Monday, March 1, 2010

Rejoice You Haitians, Rejoice!

Some time ago a poster campaign was undertaken in the UK. It was billed as public demonstration of the rise in New Atheists' power as a reasonable force in the abolition of religion. They even had Richard Dawkins as the proud poster boy. They led with the tag-line:

"There's probably no God. Now stop worrying and enjoy your life."

Aside from their refusal to hedge their bets and actually stick some resolve behind the message with which they wish to change 2,000 years of Western thought, there is a deeper and more alarming consequence of such statement. The assumption is that joy can only come without God.

Why would this ever be the case? The perusal of any new atheist writing makes their rationale clear why - one can only be left gobsmacked by the caricature of God presented through the selective and often misread passages of say Dawkins in The God Delusion. God is genocidal, sexist, filicidal, malevolent, fickle, demanding but most of all uncaring and unloving. How could the possessor of these traits be anything other than joyless? Or are there Shakespearian shades of 'he doth protest too much'? Put simply does our utter refusal to accept the consequences of our actions underlie the insistence of God being joyless? It's not my fault, but His. To surmise - and I do not think I'm skewing this at all - people find it wholly unacceptable that there is inherently nothing lovely or loveable about us. We are so blinkered by self-obsession that we act as errant spoilt children who are so self-absorbed that we refuse to acknowledge fault even when it is blatantly obvious.

Much is made of our Perfect and Holy God and the general abhorrence towards the fact we need to be without sin to approach Him. "I'm a good person, sin is for all those other people" people cry. After all we may have faults but at least we're better than that guy - God may not want him but he definitely wants me. In short there is no joy because we refuse to accept that all have sin and so no one can approach God. One thing that often comes to my mind when considering issues like these is that if we were to be treated within our earthly relationships as we have treated our Heavenly one then there would be no one who would stand for such behaviour. We would be encouraged to leave that person behind - "you don't need that stress in your life, you're too good for them". Without being too personal would Dawkins, Harris, Dennett et al. accept repeated adultery, the refusal to listen to instructions or requests, permanent self-obsession or the inability to accept the disastrous consequences of poorly thought through decisions? They may say they could but I doubt it. I for one certainly could not. So why do we demand this of God who is perfect and holy, vastly divorced from our sinful disposition? John makes it clear how we delude ourselves and hide from God's awesome glory (c.f. 1 John 1:5-8).

Back to the point and the source material: the Bible gives extended accounts of when God Incarnate walked on Earth. I for one struggle to find any examples of Jesus bringing anything other than joy unless you are a Pharisee or caught up amidst His Passion. No one moped because Jesus was in tow. So I struggle to find examples of how God is a killjoy - indeed He wishes for us to be joyful and share in the intra-Trinitarian relationship which is hardly characterised by misery!
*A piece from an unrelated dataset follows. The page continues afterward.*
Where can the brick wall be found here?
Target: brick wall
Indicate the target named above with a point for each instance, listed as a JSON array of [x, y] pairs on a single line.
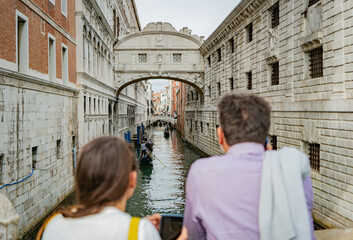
[[304, 109]]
This humanist message also carries a more callous - accidentally I'm sure - undertone. The authors would claim that they hold the keys to happiness - that their worldview of reductionist fatalism is true. To paraphrase one should always be happy because bad stuff just happens. No rhyme nor reason - it is just because. Rejoice you Haitians - there's probably no God, enjoy life! Rejoice you serial victims of rape in the theatre of war - there's probably no God, just get over it and enjoy your life! Now this may not be principal message behind the campaign, yet this flows from their rationale. This stance is entrenched in our obsequious Western middle-class worldview where if truth be told we have no concept of suffering. We are rich and well-provided for. Sure we all have problems but how may of us would swap that for the Third World? We pretend that we understand their situation, yet mock them when they speak of God as if we know better. Again I doubt reductionist fatalism would seem so appealing in Port-au-Prince or Darfur.
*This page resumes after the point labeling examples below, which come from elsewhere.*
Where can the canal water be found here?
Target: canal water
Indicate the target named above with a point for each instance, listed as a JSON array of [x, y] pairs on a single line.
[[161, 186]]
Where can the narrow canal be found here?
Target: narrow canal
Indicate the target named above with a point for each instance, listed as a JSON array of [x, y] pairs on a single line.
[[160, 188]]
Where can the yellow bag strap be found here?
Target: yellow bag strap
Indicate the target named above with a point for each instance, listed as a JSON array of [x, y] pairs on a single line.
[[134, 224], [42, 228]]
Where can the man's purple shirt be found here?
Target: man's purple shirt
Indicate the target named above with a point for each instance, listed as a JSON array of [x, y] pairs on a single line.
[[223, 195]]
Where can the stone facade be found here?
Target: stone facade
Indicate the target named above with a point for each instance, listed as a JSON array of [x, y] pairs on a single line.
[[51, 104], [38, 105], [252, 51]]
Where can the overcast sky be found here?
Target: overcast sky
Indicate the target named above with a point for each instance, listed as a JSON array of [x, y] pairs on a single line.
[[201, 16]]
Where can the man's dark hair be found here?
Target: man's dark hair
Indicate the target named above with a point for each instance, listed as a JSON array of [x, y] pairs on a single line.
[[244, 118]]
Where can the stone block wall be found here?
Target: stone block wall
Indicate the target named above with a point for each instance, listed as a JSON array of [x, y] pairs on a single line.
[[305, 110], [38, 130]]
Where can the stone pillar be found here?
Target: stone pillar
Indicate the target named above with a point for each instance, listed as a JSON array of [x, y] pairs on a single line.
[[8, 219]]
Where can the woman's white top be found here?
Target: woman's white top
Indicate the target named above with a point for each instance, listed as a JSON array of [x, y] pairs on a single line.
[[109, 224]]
Now this is not about truth statements and I encourage you to come at this from an impartial view. Some people in suffering will automatically look for an explanation for their position: some blame the universe, others blame or praise God. Is it unreasonable for those who are broken by their situation to look for the joy of God? Even if God did not exist why would it be a terribly bad thing to look to Him anyway? Bad stuff just happens will not please or comfort anyone. To me it seems fairly obnoxious to demand of those suffering that they forget any reason for their suffering and therefore expect such a paradigm shift when we know nothing of a given situation. I speak with no authority on suffering, but just pray that those involved in the campaign never know the depths to which suffering can take us. It is easy not to worry about God when there is nothing driving you to question your very existence.


Despite my protestations I have nothing against campaigns like these: they open up discussion and allow a Christian response. The danger comes from the implicit messages entangled within their rhetoric and so we need to wary of the impact glib comments may have.